Bhattacharya defended the administration’s Ebola response, contrasting it with COVID-19 measures. In a Wall Street Journal op-ed, he argued that Ebola containment efforts—such as travel restrictions and targeted quarantines—are scientifically justified due to the virus’s high mortality rate and known transmission methods. The administration imposed entry bans on non-U.S. passport holders traveling from Congo, Uganda, and South Sudan, requiring them to spend 21 days elsewhere before entering the U.S.
Critics, including the Infectious Diseases Society of America (IDSA), disputed the effectiveness of border closures, arguing that viruses do not recognize passports and that such policies disproportionately target immigrants. The IDSA emphasized that public health measures should not single out non-citizens, as they do not prevent viral spread.
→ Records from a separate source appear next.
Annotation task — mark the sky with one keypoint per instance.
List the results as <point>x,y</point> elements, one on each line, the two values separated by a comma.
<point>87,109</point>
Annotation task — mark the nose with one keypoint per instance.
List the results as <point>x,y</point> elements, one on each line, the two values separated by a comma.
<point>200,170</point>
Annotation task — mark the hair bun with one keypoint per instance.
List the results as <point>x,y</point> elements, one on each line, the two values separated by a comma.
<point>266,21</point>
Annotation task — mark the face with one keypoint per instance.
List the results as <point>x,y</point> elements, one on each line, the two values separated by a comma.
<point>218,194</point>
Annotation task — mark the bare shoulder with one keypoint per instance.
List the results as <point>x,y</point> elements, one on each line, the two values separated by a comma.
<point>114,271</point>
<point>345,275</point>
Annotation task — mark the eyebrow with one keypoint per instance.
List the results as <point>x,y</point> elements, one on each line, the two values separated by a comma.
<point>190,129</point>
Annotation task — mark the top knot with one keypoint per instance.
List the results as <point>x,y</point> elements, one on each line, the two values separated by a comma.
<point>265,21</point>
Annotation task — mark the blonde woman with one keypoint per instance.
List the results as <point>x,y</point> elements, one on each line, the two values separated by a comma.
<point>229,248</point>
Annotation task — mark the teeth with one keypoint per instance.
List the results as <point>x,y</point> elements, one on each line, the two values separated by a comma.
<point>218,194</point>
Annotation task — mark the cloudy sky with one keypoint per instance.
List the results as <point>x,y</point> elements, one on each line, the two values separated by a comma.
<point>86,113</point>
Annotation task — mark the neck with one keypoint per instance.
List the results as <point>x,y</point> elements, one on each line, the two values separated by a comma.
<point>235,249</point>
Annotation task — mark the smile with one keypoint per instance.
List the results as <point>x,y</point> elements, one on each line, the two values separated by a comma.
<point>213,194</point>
The CDC’s initial plan to quarantine exposed Americans in Kenya drew controversy. Bhattacharya defended the facility, stating it provided ICU-level care and quarantine capacity. However, the recent shift suggests a reevaluation of the approach, prioritizing domestic treatment for severe cases.
The administration’s Ebola response has sparked debate over public health strategies, with some praising its targeted measures and others criticizing its focus on immigration restrictions.